耳ではなく、何故か目をつむっていたら、いつの間にかユキさんは腰を直角に曲げてふかぶかと礼をしていた。
「はい、よろしくお願いします」
先輩なのか主人なのか、どちらにしろ立場が上な事には変わりなさそうなので、平静に挨拶を済ませる。適当ともいえる。
それはそうと、
「トワさん今から時間とれますか」
「ああ良いよ」
良かった。二週間以上も停止していた研究がようやく動き出す。
「呪いのコツを教えてください。丸2日頑張りましたが何もできませんでした」
「頑張ったね、感心だよ。でも残念なことに既存の呪いはシオンには使えないよ」
唐突の残酷な宣告。
「それは技術不足という意味ですか」
「そうじゃない。今ある呪いは悪魔が創り出したものだ。だからその呪いは悪魔を基準に悪魔前提で作られている。シオンには不可能なんだよ」
それはおかしい。
「でも、トワさんは使えるじゃないですか」
「当然さ僕は悪魔だからね」
記憶の片隅に追いやられていた“あれ”が本当のことだったと知る。と同時にあたしには呪いが使えないと理解する。一瞬、首筋のあたりに冷たさを感じた。
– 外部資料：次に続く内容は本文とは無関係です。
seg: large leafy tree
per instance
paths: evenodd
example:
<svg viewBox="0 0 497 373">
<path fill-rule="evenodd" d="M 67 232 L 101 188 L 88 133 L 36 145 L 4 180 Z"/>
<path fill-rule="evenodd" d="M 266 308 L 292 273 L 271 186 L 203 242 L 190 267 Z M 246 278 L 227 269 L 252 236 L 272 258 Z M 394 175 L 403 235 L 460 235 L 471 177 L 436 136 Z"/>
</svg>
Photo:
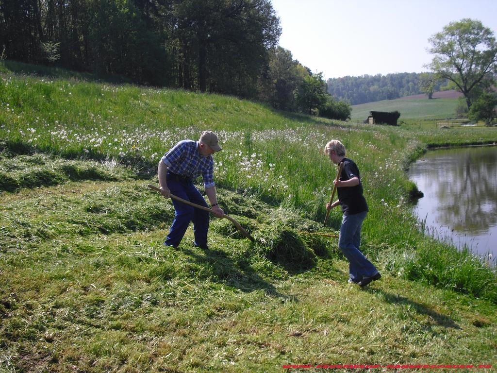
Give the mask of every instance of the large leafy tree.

「とは言ってもそれは既存の呪いに限ったことだ。呪いの様式を変えるだけでいい」
俯いた心に一筋の光が差し込まれる。
「あの、あたしの楽しみを奪うのは辞めてもらえますか」
「二週間サボった罰だよ」
その瞬間、既に思考を巡らせていた脳内に一つの感情が一閃する。
知っている。これは怒りだ。
だけど、少し違和感がある。
だが何も表情には出さない。
「そうですか分かりました。驚かせてあげますよ」
あたしは澄ました顔でゆっくりと優雅に寝室へと向かう。
扉を開けて入って閉める。
その瞬間、爆速で机に向かい呪いの改良を模索した。
あたしに罰を与えたことを後悔させてやる。
あたしが如何に優秀か思い知らせてやる。
明日だ、明日にはあたしだけの呪いを作る。
トワさんがどれだけ教えを乞おうと絶対に教えない。
後悔させてやる。
よし始めよう。
傷つけられまいと必死で未熟な精神と、天井突破のプライドが掛け合わさって闘争心は熱く燃える。
年齢には見合わないプライドの高さ。それは自身の頭脳への信頼でもある。
卯月トワが自身と同等、あるいはそれ以上と捉えているからこそ。
あたしの知らない感情。あたしは今、怒りではなく嫉妬している。
嫉妬とはもっと醜いものだと思っていた。
今はそうとは思えない。だってあたしは今、楽しいから。